Chameleons produce mucus on their tongue that is about 400 times more viscous than human saliva, which might explain how these predators can capture prey up to a third of their body weight, reports a paper published online this week in Nature Physics. The multidisciplinary study combines experimental data with a mechanical model to show that viscous adhesion is sufficient to account for the bond between the chameleon’s tongue and its prey during successful capture.
Chameleons are opportunistic predators that remain motionless and hidden until they sense active prey within striking range. The projectile tongue motion they use to reach prey up to distances twice that of their body length is well understood. The means by which the tongue adheres to their prey, however, remains unclear. Several models have been proposed, including suction, and a crosslinking mechanism that implicates the rough surfaces of both prey and tongue.

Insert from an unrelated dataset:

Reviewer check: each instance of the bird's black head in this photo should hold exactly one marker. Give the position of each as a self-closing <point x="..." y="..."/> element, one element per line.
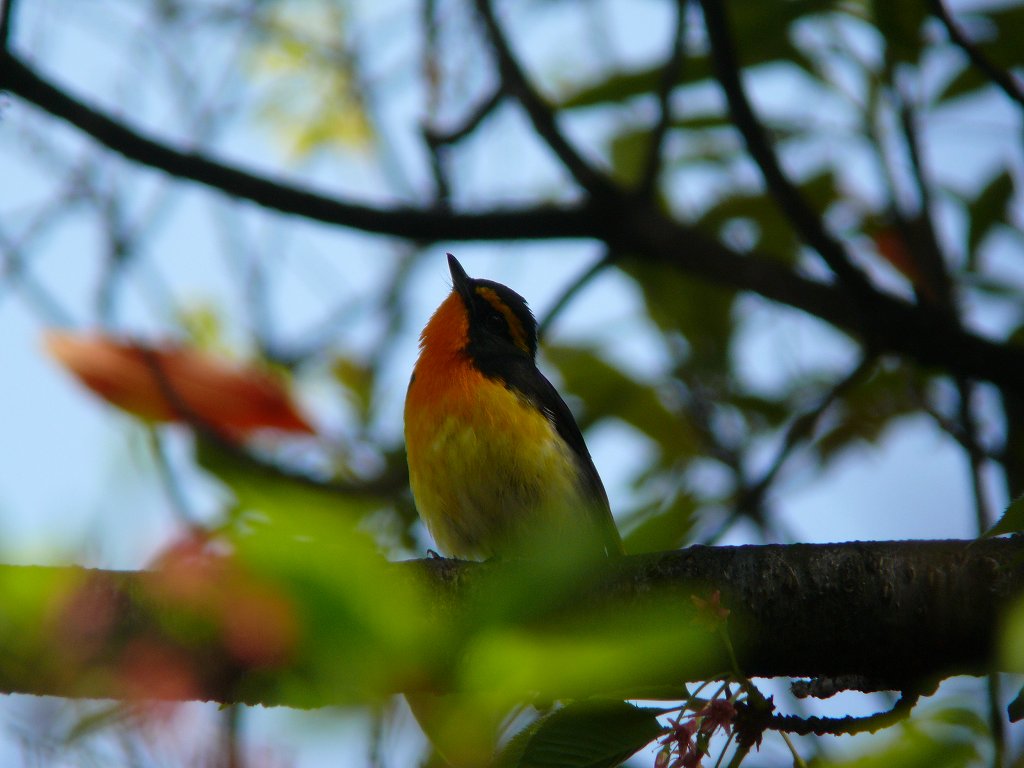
<point x="500" y="322"/>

Pascal Damman and colleagues show that adhesive properties of the chameleon’s mucus may suffice in the absence of these other factors. The team determined the viscosity of the mucus secreted at the chameleon’s tongue pad. Based on this measurement, the authors built a model to describe how the tongue might exploit this high viscosity to capture prey via a mechanism that compares favourably with observations of different chameleon species. The authors conclude that, due to the high mucus viscosity and the large contact area between the prey and the tongue, viscous adhesion is not a limiting factor on the size of captured prey.